PHOTOS: Documenting the Life of Transgendered People
As the gay community identifies as a minority within society, people within the transgender community see themselves as a minority even within that minority.
For Thames, who was born intersex, finding her voice only happened fairly recently. There were job losses, six years in prison where she was routinely raped and years of heavy drug use, she said.
"I was in a prison within a prison within a prison. I was imprisoned as a woman in my man's body, in my addiction and in a physical prison," she said.
Now sober for 18 months, Thames posed for various portraits in her sleeveless dress. It wasn't the lack of a camera that explained why these were her first photos as a woman.
"I feel I can finally look in the mirror and love who I am," she said.
And that, Rosenstein explained, is what she heard over and over again while photographing the transgender community in Los Angeles and San Francisco in 2007 for her first book of portraits. Her interest in the community began when she was introduced to a friend of a friend who was transgender.
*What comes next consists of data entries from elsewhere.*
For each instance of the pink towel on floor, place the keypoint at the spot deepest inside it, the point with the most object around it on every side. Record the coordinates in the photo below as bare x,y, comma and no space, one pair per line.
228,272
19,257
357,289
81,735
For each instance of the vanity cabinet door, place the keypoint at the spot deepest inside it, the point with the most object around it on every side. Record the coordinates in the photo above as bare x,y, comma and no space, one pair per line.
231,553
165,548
"I asked him whether his driver's license said male or female and he was incredibly offended," Rosenstein recalled. "It was very difficult at first. And then I started to understand how meaningful their new names and the correct pronouns are."
The experience even made her question and examine her own identity.
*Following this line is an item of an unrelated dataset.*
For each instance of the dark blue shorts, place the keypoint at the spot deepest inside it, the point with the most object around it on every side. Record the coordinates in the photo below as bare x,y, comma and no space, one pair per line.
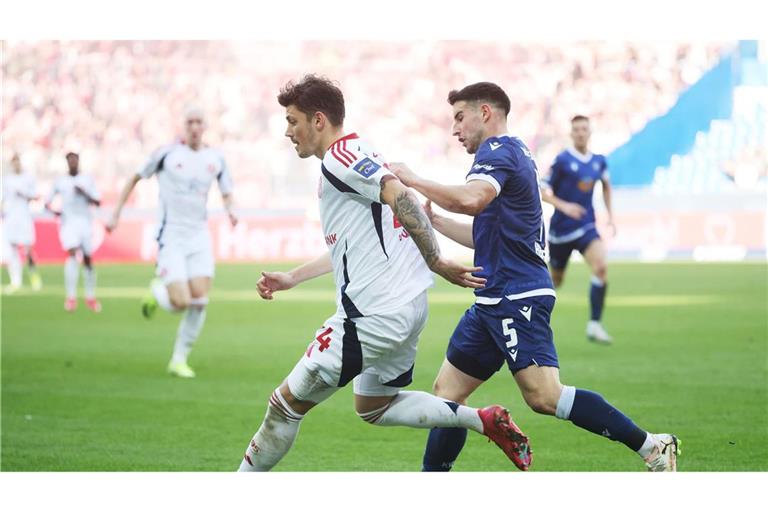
516,331
559,254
"Being a lesbian, being butch, I asked myself, 'Am I supposed to be a man?' What society says you are doesn't mean that's who you are," said Rosenstein. "This project allowed me to know I'm a woman and love that because I saw that the people I photographed love who they are."
Embracing her identity is a new experience for Riya Morrison, 21, who started life as "Omar" in Jamaica.
"Even at 3 years old, I knew I was a girl," Morrison said. "Growing up I did everything a girl did: play with dolls, wear make-up and dress-up clothes at home."
Even though she dressed as a boy outside her home, classmates in grade school called her "sissy" and "girl-boy" with more derogatory terms in high school.
"I became introverted and put up a wall because I realized that if I stayed quiet, people didn't make fun of me," Morrison said. "I'm breaking down that wall now."
That was really only possible since she moved to New York City a year ago. Morrison remembered her heart racing the first time she carried a handbag on the subway. But she got only stares. Now she wears a long wig as well.